Image from Amazon.co.jp
あらゆるメディアを考える上でもはや聖典とも言えるM・マクルーハンの「メディア論」。今回取り上げた「熱いメディアと冷たいメディア」に関しても読者によってさまざまな解釈が存在し、あたかもマクルーハンの書物自体が「高い参与性」を読者にうながす「冷たいメディア」として機能しているようだ

 ここで重要なのは「高精細度/低精細度」「参与性が高い/参与性が低い」ということなのだが、マクルーハンはテレビを「低精細度」で「参与性が高い」メディアであると述べている。

 「メディア論」が米国で刊行されたのは1964年であり、当然のことながら当時のテレビは小型かつ白黒である。そうした理由から「いまのテレビは高精細度なのだから、テレビは熱いメディアになったのではないか?」という意見もあるだろう。

 それはそれで一理あるとは思うのだが、一方で、いくらハードウェアとしての解像度が上がったところで、私たちはテレビを四六時中食い入るように凝視しているかというと決してそんなことはない。「いやいや、好きな番組は真剣に観ているよ」という人もいるかもしれないけれども、その態度が何時間も持続することはない。それはあくまでも特定の「コンテンツ」に関する感想だ。

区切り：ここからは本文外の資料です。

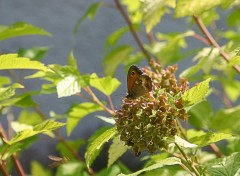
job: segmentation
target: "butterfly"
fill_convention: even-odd
[[[138,66],[132,65],[128,70],[127,88],[127,98],[138,98],[152,91],[152,79]]]

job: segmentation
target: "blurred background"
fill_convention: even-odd
[[[1,53],[15,53],[19,48],[31,48],[35,46],[49,46],[51,47],[46,56],[42,60],[45,64],[67,64],[67,58],[71,50],[77,58],[78,68],[82,74],[97,73],[99,76],[104,76],[104,69],[102,61],[106,52],[104,51],[105,40],[112,32],[120,27],[126,26],[123,17],[114,7],[112,0],[102,0],[106,5],[100,8],[93,21],[85,20],[77,35],[73,35],[73,27],[77,20],[85,13],[87,8],[94,1],[87,0],[1,0],[0,1],[0,25],[11,25],[18,21],[24,21],[29,24],[41,27],[50,32],[52,37],[44,36],[24,36],[13,39],[8,39],[0,42]],[[227,16],[224,12],[221,15]],[[224,30],[225,24],[219,22],[216,24]],[[154,30],[162,33],[176,31],[186,31],[188,29],[186,19],[175,20],[171,15],[164,16],[160,26]],[[140,33],[143,41],[146,41],[145,33]],[[189,49],[204,46],[204,44],[194,40],[188,39]],[[131,35],[125,35],[120,43],[135,44]],[[136,46],[137,47],[137,46]],[[192,64],[191,57],[186,58],[180,62],[179,71],[181,72]],[[146,65],[146,62],[141,62],[140,66]],[[7,74],[0,72],[0,74]],[[22,73],[24,75],[24,73]],[[113,94],[113,103],[117,108],[121,105],[121,98],[126,94],[126,71],[123,67],[119,67],[116,72],[122,84],[119,89]],[[39,90],[41,82],[36,80],[24,81],[27,89]],[[106,97],[99,94],[99,97],[106,100]],[[40,109],[48,115],[50,111],[56,113],[65,112],[72,103],[80,103],[83,101],[80,97],[72,96],[67,98],[57,98],[54,95],[35,96],[35,100],[39,103]],[[220,102],[216,99],[212,100],[216,107],[220,107]],[[18,116],[18,111],[13,113],[15,118]],[[103,114],[106,115],[107,114]],[[1,120],[6,121],[1,117]],[[6,123],[5,123],[6,124]],[[72,139],[88,139],[96,129],[104,126],[105,123],[94,117],[94,114],[84,118],[70,136]],[[65,129],[61,130],[61,134],[65,135]],[[48,159],[49,154],[56,154],[56,142],[49,138],[42,137],[42,140],[35,143],[30,149],[23,153],[21,161],[24,162],[29,173],[29,166],[31,160],[37,160],[47,166],[50,164]],[[79,151],[81,156],[84,156],[84,149]],[[28,157],[26,157],[28,156]],[[127,162],[128,166],[133,170],[138,169],[139,158],[135,158],[134,154],[128,152],[124,155],[122,161]],[[128,156],[128,157],[126,157]],[[106,166],[107,155],[101,155],[94,163],[94,168],[97,170]]]

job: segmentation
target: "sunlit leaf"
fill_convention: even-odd
[[[3,29],[3,27],[1,26]],[[27,24],[25,22],[17,22],[10,26],[4,26],[4,30],[0,30],[0,40],[6,40],[12,37],[19,37],[24,35],[45,35],[51,34],[42,28]]]
[[[170,157],[170,158],[166,158],[166,159],[163,159],[161,161],[158,161],[156,164],[153,164],[149,167],[141,169],[141,170],[139,170],[137,172],[134,172],[132,174],[128,174],[128,175],[119,174],[118,176],[137,176],[137,175],[140,175],[143,172],[151,171],[151,170],[158,169],[158,168],[161,168],[161,167],[164,167],[164,166],[176,165],[176,164],[181,164],[181,160],[179,158],[176,158],[176,157]]]
[[[15,83],[11,86],[0,88],[0,101],[14,96],[16,88],[23,88],[23,86],[21,84]]]
[[[0,87],[2,87],[3,85],[6,84],[10,84],[11,83],[11,79],[7,76],[0,76]]]
[[[77,126],[79,121],[86,115],[93,113],[95,111],[103,110],[102,107],[95,103],[81,103],[79,105],[73,106],[68,112],[67,118],[67,134],[70,135],[72,130]]]
[[[68,97],[80,91],[81,86],[78,83],[78,77],[75,75],[69,75],[57,83],[58,98]]]
[[[210,126],[211,118],[213,116],[213,110],[208,101],[202,101],[193,106],[188,111],[188,114],[190,115],[188,118],[189,123],[196,129],[208,129]]]
[[[94,137],[94,140],[91,140],[87,151],[85,153],[85,159],[87,167],[89,168],[95,158],[99,155],[102,150],[103,145],[109,141],[116,133],[115,128],[102,130],[101,133],[97,133],[97,136]]]
[[[128,146],[120,140],[119,136],[116,136],[108,150],[108,167],[110,167],[118,158],[120,158],[127,151],[127,149]]]
[[[82,22],[88,18],[90,20],[93,20],[96,13],[97,13],[97,10],[101,7],[102,3],[101,2],[95,2],[93,3],[88,9],[87,11],[84,13],[83,16],[81,16],[77,23],[75,24],[74,28],[73,28],[73,33],[76,34],[78,32],[78,29],[80,27],[80,25],[82,24]]]
[[[68,144],[68,146],[70,146],[75,151],[80,151],[80,148],[85,144],[85,141],[83,139],[69,140],[65,142]],[[66,147],[66,145],[64,145],[63,143],[58,143],[57,149],[62,156],[65,156],[70,160],[76,159],[76,156],[74,156],[72,152],[69,151],[69,148]]]
[[[33,137],[30,137],[30,138],[28,138],[24,141],[15,143],[13,145],[8,145],[8,144],[1,145],[0,146],[0,157],[1,157],[1,159],[6,160],[10,156],[12,156],[12,154],[27,149],[34,142],[36,142],[37,139],[38,138],[36,136],[33,136]]]
[[[183,148],[196,148],[198,147],[196,144],[191,144],[190,142],[180,138],[179,136],[175,136],[175,143]]]
[[[41,60],[50,47],[33,47],[29,49],[20,48],[18,50],[19,57],[30,58],[31,60]]]
[[[35,111],[23,109],[18,117],[20,123],[27,125],[37,125],[43,121],[42,117]]]
[[[132,50],[133,48],[131,46],[124,45],[114,48],[112,51],[110,51],[103,62],[105,74],[110,76],[114,75],[118,65],[129,58]]]
[[[58,167],[56,176],[89,176],[86,166],[80,162],[68,162]]]
[[[175,16],[184,17],[192,15],[201,15],[203,12],[208,11],[216,6],[225,4],[226,0],[181,0],[177,1]],[[233,0],[231,0],[233,2]]]
[[[203,131],[188,130],[188,139],[191,143],[197,144],[199,147],[204,147],[209,144],[230,139],[233,137],[232,134],[227,133],[213,133],[211,131],[205,133]]]
[[[35,69],[47,71],[48,68],[41,62],[31,61],[25,57],[18,57],[17,54],[0,55],[0,70],[6,69]]]
[[[97,75],[92,75],[90,85],[95,87],[105,95],[111,95],[119,86],[120,82],[116,78],[110,76],[98,78]]]
[[[211,121],[211,129],[221,131],[239,132],[240,129],[240,106],[229,109],[220,109]]]
[[[200,82],[198,85],[184,92],[182,99],[185,107],[202,101],[209,91],[210,79]]]
[[[16,133],[11,140],[7,141],[5,139],[4,141],[9,145],[13,145],[19,141],[22,141],[24,139],[27,139],[39,133],[45,133],[45,132],[50,132],[52,130],[56,130],[64,125],[65,124],[61,122],[46,120],[38,125],[35,125],[33,129],[26,129],[26,130],[20,131]]]
[[[96,117],[111,125],[114,125],[116,123],[112,117],[104,117],[104,116],[96,116]]]
[[[207,171],[211,175],[239,175],[240,173],[240,153],[233,153],[228,157],[208,163]]]
[[[32,176],[51,176],[52,173],[49,169],[44,168],[40,163],[37,161],[31,161],[31,175]]]
[[[227,96],[233,102],[237,101],[240,96],[240,82],[232,79],[222,79],[221,82]]]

 マクルーハンはテレビで放映されるコンテンツではなく、テレビという“メディア”について論じている。つまり、コンテンツがニュース番組であれ音楽番組であれ、バラエティー番組であれ、テレビというものはかなりダラダラとした気分と姿勢で、こちらが適当に解釈し、相当いい加減に視聴しているのではないか? そういう意味ではテレビの情報の密度は実は低く、こちらの都合でチャンネルを頻繁に変更したり(“コンテンツ”を自由に選択可能)、テレビの前からちょくちょく離脱したりまた復帰したり(視聴態度も自由に選択可能)、ユーザーの参与性がかなり高いメディアという解釈も成り立つ。

 そう考えると、テレビのテレビたる最大の特性とは、「点けっぱなしの状態」で、あたかも部屋の照明器具のように存在しているということなのではないだろうか?